All three governments announced the measures with a common message that the tax surcharges would provide additional revenue and would not impact demand for Australian real estate among foreign buyers.
But Gavin Norris, head of Australia for Juwai.com, an online portal that markets real estate to Chinese buyers, said the three states do run the risk of making other areas of Australia more popular to overseas buyers.
“The east coast states do run the risk that buyers will move to locations with more affordable property and less red tape, like South Australia, Tasmania and Western Australia,” Norris told Your Investment Property.
“This is certainly a great opportunity for agents and developers in those other states to more proactively make the case that their markets offer the same lifestyle at a better price,” he said.
Norris also said the moves may make other international market more popular for foreign buyers, such as the United States where foreign buyers face no additional charges.
Norris, who has previously criticised the moves, said Juwai is keeping a close eye on what impact the tax changes have, however it may be up to a year before the full effect is seen.
“It’s too early to see any trend in the number of buyer enquiries that come into Juwai.com that we on-send to agents and developers. We have been watching Victoria, in particular, which was the first mover with the stamp duty, and we haven’t seen an impact yet,” he told Your Investment Property.
“Chinese consumers often come to Juwai.com about nine to 12 months prior to actually investing, and they use it to educate themselves.”

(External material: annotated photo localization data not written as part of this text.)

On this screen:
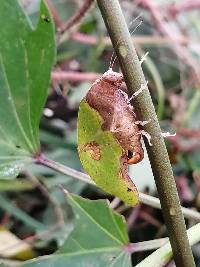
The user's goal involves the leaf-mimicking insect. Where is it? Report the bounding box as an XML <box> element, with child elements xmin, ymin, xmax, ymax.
<box><xmin>86</xmin><ymin>68</ymin><xmax>150</xmax><ymax>165</ymax></box>
<box><xmin>77</xmin><ymin>19</ymin><xmax>152</xmax><ymax>206</ymax></box>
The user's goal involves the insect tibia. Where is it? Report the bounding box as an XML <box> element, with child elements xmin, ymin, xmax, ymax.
<box><xmin>129</xmin><ymin>81</ymin><xmax>148</xmax><ymax>101</ymax></box>
<box><xmin>135</xmin><ymin>120</ymin><xmax>151</xmax><ymax>126</ymax></box>
<box><xmin>139</xmin><ymin>130</ymin><xmax>152</xmax><ymax>146</ymax></box>
<box><xmin>162</xmin><ymin>132</ymin><xmax>176</xmax><ymax>138</ymax></box>
<box><xmin>140</xmin><ymin>51</ymin><xmax>149</xmax><ymax>64</ymax></box>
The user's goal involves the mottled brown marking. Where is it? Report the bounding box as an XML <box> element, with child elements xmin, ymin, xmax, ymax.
<box><xmin>82</xmin><ymin>141</ymin><xmax>101</xmax><ymax>161</ymax></box>
<box><xmin>85</xmin><ymin>69</ymin><xmax>144</xmax><ymax>164</ymax></box>
<box><xmin>119</xmin><ymin>155</ymin><xmax>139</xmax><ymax>198</ymax></box>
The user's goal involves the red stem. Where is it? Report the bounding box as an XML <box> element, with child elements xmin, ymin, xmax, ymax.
<box><xmin>168</xmin><ymin>0</ymin><xmax>200</xmax><ymax>17</ymax></box>
<box><xmin>51</xmin><ymin>71</ymin><xmax>101</xmax><ymax>82</ymax></box>
<box><xmin>60</xmin><ymin>0</ymin><xmax>94</xmax><ymax>32</ymax></box>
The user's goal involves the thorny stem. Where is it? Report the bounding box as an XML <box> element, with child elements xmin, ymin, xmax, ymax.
<box><xmin>96</xmin><ymin>0</ymin><xmax>195</xmax><ymax>266</ymax></box>
<box><xmin>36</xmin><ymin>155</ymin><xmax>200</xmax><ymax>222</ymax></box>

While Norris has raised questions over the claims that the charges won’t impact foreign demand, Rich Harvey, chief executive officer of propertybuyer.com.au, has questioned the amount of revenue the governments believe they will generate from the surcharges.
In particular Harvey raised doubts about the claim from NSW Treasurer Gladys Berejiklian that NSW would see an extra $1 billion in tax revenue over four years from the surcharges.

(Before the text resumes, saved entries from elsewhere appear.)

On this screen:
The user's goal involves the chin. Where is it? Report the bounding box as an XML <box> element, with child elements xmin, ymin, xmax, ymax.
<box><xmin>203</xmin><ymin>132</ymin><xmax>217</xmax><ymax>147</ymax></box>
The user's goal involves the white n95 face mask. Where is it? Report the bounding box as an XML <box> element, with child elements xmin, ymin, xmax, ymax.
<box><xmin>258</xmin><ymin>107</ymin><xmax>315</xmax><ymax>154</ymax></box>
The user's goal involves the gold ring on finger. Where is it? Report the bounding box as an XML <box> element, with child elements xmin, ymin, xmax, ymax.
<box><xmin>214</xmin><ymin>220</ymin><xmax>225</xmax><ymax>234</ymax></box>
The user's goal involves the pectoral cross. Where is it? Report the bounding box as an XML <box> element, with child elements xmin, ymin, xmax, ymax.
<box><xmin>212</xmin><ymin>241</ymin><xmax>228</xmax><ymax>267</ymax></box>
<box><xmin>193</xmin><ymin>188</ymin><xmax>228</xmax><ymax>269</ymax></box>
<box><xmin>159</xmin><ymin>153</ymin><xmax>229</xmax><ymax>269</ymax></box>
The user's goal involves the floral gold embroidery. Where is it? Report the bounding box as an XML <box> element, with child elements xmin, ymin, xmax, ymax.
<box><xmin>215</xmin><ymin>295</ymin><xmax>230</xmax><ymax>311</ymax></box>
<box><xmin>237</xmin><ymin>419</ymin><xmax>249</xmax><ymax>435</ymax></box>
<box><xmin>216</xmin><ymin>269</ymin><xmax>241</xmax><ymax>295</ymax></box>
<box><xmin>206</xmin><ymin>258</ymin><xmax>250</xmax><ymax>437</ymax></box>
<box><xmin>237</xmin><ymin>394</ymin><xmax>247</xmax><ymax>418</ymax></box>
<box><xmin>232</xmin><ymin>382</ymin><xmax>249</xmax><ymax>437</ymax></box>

“The question in my mind is why didn’t they bring it in earlier in the boom, rather than at the end of the boom? It’s a classic case of the government chasing the tail end of things and moving too late to really benefit,” Harvey told Your Investment Property.
“If [that $1 billion is] based on past projections there’s no way they’ll get to that number. If you look at the forward estimates of demand overseas buyers will have for property then they’re not going to get that.”
Like Norris, Harvey also said it’s too early to judge the real impact of the extra changes; however he did say foreign investors often received unwarranted negative attention from policy makers.
“They are used as a scapegoat and they are an easy target," he said
“It’s an issue that’s always going to be up as an easy target and as much as you’d like any debate to move beyond a certain point I think it’s always going to be like this because there’s still some xenophobia and still a perception that foreigners are taking too much of our land.”